Speculators reduced their net long US dollar bets in the latest week to the lowest level in about six weeks, according to calculations by Reuters and US Commodity Futures Trading Commission data released on Friday. The value of the net long dollar position was $33.58 billion in the week ended May 14, compared with $38.08 in the previous week. US net long dollars declined for a second straight week.
US dollar positioning was derived from net contracts of International Monetary Market speculators in the Japanese yen, euro, British pound, Swiss franc and Canadian and Australian dollars. In a wider measure of dollar positioning that includes net contracts on the New Zealand dollar, Mexican peso, Brazilian real and Russian ruble, the greenback posted a net long position of $29.73 billion in the week of May 14, compared with $34.34 billion the previous week.
The dollar has started to falter again the last two weeks with a re-escalation of US-China trade tensions and an uneven batch of US economic data such as this week's poor retail sales number. Kathy Lien, managing director of FX Strategy at BK Asset Management in New York, said weak US numbers alone "should make investors worried but when they are combined with trade tensions, investors need to be wary of a further slowdown over the next three to six months."

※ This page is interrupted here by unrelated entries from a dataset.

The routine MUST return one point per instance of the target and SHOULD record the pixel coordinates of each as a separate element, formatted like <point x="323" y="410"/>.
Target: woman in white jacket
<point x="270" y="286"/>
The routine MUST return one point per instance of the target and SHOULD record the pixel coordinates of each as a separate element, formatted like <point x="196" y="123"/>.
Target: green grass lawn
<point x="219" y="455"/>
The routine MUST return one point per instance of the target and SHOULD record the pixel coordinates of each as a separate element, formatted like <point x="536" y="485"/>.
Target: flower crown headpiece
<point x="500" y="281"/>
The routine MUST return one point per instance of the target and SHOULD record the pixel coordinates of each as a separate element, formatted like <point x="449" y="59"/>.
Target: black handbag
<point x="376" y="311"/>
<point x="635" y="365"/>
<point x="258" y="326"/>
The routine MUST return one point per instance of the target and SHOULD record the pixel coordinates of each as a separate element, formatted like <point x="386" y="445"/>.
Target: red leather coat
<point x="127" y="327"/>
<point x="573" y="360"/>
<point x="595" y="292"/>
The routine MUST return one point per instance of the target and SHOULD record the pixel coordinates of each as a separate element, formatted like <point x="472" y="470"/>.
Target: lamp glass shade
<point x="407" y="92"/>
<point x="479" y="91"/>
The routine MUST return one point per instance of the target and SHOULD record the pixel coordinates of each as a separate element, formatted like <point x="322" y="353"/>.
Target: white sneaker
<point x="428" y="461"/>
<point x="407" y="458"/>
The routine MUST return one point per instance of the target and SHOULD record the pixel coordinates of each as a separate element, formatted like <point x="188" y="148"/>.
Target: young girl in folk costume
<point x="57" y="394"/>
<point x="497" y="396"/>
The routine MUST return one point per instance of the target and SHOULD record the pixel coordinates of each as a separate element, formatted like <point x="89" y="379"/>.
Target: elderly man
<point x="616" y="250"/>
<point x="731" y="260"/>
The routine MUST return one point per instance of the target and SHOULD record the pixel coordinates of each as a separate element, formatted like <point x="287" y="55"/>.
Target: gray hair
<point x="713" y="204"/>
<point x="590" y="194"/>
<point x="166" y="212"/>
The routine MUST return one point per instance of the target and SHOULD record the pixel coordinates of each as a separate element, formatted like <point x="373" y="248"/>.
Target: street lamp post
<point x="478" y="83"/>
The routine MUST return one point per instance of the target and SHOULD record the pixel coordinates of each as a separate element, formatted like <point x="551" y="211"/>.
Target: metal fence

US President Donald Trump early last week slammed China's trade practices, citing billions in US losses as it threatened to increase tariffs on $200 billion worth of imports from China. China struck a more aggressive tone on Friday, capping a week in which Beijing unveiled fresh retaliatory tariffs, US officials accused China of backtracking on promises made during months of talks, and the Trump administration leveled a potentially crippling blow against one of China's biggest and most successful companies. So far this year, the dollar index was still up 1.9%, but over the last three weeks, it has slipped 0.2%.